Russia suspects Pentagon-funded bioresearch laboratories in foreign nations, including those in Ukraine, may pose a threat because of the secrecy surrounding their work, Foreign Minister Sergey Lavrov told RT.
Washington apparently didn’t want to risk exposing its own people to the pathogenic threat, he suggested.
“The Americans some years ago decided that it was too dangerous to do [such research] on their own soil.
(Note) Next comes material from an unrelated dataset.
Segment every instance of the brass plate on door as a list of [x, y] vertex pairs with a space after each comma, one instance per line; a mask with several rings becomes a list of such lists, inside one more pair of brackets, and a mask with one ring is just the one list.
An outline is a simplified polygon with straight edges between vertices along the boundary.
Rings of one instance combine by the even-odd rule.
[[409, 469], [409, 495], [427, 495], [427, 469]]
So, they moved all these threatening and dangerous activities to other countries,” Lavrov claimed.
“More and more they concentrate their research and experiments around the borders of the Russian Federation and China,” he remarked.
Lavrov was referring to biolabs funded by the Pentagon’s Defense Threat Reduction Agency, the existence of which was highlighted during Russia’s attack on Ukraine.
The Russian military claims it has discovered evidence that the work in Ukrainian labs funded by the US Department of Defense had military applications.
Washington has denied the claims, which had reiterated Russia’s previous suspicions about research undertaken on foreign territory in return for American grants.
The US government said the labs existed to study emerging infections throughout the world and served as an epidemic early warning system.
US Under Secretary of State for Political Affairs Victoria Nuland last week testified under oath that there were “biological research facilities in Ukraine,” and that the US was assisting Kiev in destroying research materials so they would not get into Russia’s hands.
In his interview with RT, Lavrov said that, in his assessment, there were more than 300 biolabs worldwide involved in research for the Pentagon.
Such facilities should be subject to international monitoring for compliance with the Biological Weapons Convention, which bans any work related to germ warfare.
There is no verification mechanism for the treaty – a lapse Moscow wants addressed, Lavrov said.
The UN Security Council is to convene later on Friday at Russia’s request to discuss a legally binding protocol to the convention, “which would require obligatory transparency measures by any participating state,” the minister said.
The US stonewalled attempts to implement such a protocol throughout the 1990s before blocking it in 2001, therefore “the Americans … will be against it,” Lavrov predicted, branding the obstruction “not defensible.”
Beijing has previously supported calls for greater transparency about American bioresearch, arguing that Washington would have nothing to hide if all work carried out in foreign labs was as benign as it claimed.